The study highlights instances where AI completely flipped the meaning of draft posts – for example, a claim that 'Jesus wasn't real' was rewritten by one tool to 'Jesus… was real'. Similarly, a post complaining about the '#climatechangehoax' was transformed into '#ClimateAction'. The researchers found that Meta, Google, Alibaba, and Mistral's AIs generally introduced liberal biases on topics like feminism, gun control, and marijuana legalisation. In contrast, xAI's Grok, embedded in X's 'explain this' function, showed a bias in the opposite direction – reportedly instructed to challenge mainstream narratives.

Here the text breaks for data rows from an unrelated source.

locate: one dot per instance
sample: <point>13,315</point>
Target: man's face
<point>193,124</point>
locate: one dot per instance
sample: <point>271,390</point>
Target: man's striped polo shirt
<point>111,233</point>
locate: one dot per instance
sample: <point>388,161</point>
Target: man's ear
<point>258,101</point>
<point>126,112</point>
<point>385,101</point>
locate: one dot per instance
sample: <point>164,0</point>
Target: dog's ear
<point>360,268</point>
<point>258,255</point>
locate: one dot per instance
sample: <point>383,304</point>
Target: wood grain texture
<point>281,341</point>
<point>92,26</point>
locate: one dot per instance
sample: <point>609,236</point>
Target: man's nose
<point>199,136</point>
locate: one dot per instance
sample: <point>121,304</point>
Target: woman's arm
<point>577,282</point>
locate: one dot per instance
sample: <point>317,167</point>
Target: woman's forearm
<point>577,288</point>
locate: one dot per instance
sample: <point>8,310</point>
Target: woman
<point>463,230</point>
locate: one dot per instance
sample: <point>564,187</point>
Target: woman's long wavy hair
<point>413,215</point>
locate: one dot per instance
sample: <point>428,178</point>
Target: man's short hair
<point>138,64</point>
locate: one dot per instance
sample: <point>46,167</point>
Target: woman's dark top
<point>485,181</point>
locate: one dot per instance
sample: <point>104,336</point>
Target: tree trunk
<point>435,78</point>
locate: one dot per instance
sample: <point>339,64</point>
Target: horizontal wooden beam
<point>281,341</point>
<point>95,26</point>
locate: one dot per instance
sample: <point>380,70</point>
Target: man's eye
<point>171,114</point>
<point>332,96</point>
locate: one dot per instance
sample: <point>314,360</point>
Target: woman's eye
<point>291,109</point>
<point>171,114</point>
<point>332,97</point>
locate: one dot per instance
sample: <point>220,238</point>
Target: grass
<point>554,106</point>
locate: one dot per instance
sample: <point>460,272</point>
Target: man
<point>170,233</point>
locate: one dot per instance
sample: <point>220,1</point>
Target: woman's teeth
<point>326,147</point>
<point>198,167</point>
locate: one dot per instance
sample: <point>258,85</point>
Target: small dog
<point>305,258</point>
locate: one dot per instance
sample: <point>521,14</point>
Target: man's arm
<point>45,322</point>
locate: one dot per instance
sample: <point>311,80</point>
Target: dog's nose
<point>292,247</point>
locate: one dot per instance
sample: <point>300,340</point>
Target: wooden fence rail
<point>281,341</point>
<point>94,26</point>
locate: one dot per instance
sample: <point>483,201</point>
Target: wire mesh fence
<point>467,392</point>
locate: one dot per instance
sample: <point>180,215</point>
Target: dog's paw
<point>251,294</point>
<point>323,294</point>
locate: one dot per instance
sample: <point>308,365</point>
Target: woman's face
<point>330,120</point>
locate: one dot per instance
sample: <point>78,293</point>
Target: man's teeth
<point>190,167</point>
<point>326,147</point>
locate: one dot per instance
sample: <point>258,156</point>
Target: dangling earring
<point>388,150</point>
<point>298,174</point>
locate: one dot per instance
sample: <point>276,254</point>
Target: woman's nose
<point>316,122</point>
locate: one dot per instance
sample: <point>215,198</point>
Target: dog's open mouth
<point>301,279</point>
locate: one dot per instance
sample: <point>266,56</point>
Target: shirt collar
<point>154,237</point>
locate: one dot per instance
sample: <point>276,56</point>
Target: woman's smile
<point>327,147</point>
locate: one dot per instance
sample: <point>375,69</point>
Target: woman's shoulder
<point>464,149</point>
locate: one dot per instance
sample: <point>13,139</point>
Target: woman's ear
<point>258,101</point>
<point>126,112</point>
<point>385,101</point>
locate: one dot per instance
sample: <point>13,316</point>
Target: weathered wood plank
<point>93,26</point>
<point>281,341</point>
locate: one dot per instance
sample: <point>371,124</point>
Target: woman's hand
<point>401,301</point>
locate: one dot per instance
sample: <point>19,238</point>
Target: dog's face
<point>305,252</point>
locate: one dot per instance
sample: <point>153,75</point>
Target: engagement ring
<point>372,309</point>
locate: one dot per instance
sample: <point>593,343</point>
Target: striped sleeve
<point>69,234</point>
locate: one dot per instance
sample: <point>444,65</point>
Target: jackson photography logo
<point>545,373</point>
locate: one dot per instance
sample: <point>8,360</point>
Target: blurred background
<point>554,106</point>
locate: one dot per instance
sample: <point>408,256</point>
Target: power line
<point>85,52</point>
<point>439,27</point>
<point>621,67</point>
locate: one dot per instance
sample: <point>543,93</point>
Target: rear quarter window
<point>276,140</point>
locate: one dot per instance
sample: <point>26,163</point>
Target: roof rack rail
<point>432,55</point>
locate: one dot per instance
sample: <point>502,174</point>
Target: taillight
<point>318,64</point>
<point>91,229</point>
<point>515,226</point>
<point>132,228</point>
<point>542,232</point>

The implications are profound: even small changes in online messages can be amplified across millions of interactions, resulting in public opinion shifts far greater than the initial AI bias. This raises new concerns about the integrity of human-to-human communication online, moving beyond previous worries about 'filter bubbles' created by algorithmic content curation.
Co-author Professor Sandra Wachter likens the effect to 'polluting the forest', where individuals consume opinions that aren't genuinely those of the original author. She warns that AI intervening as a 'gatekeeper of knowledge and understanding' fundamentally alters the nature of language, central to human interaction.
The peer-reviewed findings place this phenomenon in context with existing concerns about online bias, suggesting a new front in the battle for trustworthy information. As AI writing tools become increasingly popular, the study underscores a growing risk to how public discourse is shaped and understood – with far-reaching consequences for our digital democracy.